The deal was priced at 99.898 with a coupon of 0.875% to yield 0.896%, or 39.4bp over Bunds.
A lead syndicate official noted that this is the first time this year that a covered bond has been priced inside 40bp over Bunds – “a spread that even most SSA issuers would dream of” – with deals for Helaba and Terra BoligKreditt (see separate article) yesterday underscoring that a strong primary market bid remains and that tight core country valuations are not only driven by the secondary market.
Another noted that wider swap spreads compared with the tightest levels of the year were lifting the “lower beta spectrum of covered bonds”.

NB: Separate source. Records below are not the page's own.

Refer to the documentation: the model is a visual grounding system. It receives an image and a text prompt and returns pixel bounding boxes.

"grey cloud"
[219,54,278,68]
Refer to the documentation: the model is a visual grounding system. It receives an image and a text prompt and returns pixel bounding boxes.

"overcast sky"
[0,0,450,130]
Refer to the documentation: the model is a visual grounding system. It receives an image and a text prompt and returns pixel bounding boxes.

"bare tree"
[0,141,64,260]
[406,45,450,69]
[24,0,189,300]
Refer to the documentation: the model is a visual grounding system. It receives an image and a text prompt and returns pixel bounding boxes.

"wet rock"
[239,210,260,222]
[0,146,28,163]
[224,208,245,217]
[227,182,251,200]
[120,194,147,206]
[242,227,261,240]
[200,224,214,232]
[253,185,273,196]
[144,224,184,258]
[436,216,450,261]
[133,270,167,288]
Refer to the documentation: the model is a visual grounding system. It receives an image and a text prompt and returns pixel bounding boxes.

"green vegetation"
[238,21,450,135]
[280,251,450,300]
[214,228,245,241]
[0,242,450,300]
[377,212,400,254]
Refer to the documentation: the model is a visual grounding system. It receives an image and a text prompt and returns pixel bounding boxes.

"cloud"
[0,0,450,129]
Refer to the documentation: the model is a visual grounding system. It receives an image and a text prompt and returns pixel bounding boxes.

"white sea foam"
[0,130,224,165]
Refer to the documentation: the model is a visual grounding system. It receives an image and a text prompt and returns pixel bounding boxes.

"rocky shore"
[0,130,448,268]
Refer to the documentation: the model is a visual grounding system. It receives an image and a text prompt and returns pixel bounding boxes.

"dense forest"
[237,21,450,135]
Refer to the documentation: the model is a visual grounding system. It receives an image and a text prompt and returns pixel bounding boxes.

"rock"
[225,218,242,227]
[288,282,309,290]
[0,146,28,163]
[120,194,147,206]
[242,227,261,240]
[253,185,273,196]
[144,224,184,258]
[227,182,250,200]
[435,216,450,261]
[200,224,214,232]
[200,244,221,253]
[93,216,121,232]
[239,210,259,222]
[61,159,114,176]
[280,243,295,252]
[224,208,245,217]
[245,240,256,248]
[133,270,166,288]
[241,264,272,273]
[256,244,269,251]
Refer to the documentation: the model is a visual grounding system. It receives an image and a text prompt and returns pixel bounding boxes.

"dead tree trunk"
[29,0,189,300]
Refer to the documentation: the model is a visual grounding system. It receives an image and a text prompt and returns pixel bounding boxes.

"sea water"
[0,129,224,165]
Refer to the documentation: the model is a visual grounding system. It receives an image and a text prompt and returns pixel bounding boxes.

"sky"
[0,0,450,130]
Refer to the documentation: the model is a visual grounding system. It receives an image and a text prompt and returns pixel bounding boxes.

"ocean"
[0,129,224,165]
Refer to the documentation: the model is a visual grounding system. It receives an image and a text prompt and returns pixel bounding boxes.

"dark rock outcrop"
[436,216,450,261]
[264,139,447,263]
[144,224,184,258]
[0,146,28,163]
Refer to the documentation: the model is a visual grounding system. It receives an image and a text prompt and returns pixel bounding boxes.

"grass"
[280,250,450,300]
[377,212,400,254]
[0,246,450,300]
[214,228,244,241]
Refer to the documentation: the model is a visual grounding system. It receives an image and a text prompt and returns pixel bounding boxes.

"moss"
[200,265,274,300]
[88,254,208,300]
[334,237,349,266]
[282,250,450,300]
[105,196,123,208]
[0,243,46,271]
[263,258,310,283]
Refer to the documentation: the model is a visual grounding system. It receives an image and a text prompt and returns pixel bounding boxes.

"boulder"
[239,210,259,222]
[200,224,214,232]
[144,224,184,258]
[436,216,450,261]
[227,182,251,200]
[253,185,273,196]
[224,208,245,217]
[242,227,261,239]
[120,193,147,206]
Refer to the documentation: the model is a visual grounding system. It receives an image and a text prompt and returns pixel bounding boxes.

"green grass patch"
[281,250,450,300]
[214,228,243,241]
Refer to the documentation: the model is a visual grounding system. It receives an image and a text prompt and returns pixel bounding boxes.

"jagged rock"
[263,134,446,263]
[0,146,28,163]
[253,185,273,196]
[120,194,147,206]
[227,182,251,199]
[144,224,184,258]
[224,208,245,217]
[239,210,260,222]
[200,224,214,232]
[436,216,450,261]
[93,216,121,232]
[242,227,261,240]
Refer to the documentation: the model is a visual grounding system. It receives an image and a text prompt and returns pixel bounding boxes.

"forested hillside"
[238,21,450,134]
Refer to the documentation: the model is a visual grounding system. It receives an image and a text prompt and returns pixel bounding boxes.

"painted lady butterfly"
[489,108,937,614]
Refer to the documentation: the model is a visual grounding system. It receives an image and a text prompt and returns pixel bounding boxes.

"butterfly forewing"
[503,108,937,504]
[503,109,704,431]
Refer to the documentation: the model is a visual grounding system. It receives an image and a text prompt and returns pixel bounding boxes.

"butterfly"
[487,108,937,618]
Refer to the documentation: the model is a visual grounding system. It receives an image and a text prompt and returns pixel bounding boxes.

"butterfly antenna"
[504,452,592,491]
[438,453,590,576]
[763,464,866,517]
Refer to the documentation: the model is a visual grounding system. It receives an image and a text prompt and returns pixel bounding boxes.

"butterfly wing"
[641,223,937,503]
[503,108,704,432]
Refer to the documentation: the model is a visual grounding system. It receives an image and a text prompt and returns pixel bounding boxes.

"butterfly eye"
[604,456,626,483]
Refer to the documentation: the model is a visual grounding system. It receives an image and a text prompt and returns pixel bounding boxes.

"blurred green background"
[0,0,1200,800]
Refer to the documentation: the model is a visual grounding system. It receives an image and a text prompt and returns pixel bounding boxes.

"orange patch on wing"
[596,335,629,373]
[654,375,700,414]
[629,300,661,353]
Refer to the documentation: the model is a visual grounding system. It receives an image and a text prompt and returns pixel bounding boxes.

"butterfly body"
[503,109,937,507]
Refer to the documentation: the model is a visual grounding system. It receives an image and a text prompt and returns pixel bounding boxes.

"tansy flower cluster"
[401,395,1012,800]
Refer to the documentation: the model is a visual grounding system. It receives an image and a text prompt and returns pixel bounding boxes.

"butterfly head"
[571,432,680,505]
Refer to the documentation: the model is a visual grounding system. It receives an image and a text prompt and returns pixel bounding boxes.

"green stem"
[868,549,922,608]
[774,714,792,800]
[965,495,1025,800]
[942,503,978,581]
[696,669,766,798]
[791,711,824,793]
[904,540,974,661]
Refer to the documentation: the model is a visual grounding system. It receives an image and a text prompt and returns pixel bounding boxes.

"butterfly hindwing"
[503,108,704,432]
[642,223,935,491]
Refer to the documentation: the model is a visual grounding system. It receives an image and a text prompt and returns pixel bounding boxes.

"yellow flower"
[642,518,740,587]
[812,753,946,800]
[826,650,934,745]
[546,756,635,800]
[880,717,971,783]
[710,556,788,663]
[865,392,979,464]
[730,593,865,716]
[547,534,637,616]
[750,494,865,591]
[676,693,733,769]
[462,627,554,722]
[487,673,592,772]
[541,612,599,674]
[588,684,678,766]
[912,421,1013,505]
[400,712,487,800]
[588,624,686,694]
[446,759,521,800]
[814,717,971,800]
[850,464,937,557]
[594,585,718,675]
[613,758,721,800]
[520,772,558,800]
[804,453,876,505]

The success of Helaba’s deal comes after a weak reception for a Eu500m mortgage deal from its fellow German Pfandbrief issuer, Deutsche Hypothekenbank, at the end of September as investors pushed back against tight pricing, with a syndicate official noting that Deutsche Hyp’s deal was hurt by a widening of Bund swaps that dragged out German agency spreads.
More than Eu1bn of orders were placed within 45 minutes of bookbuilding for Helaba’s deal, said the funding official at the issuer, with the involvement of 60 accounts making for fairly high granularity for a Eu500m deal.
“Investors from 10 different countries participated, which is good international demand,” she added.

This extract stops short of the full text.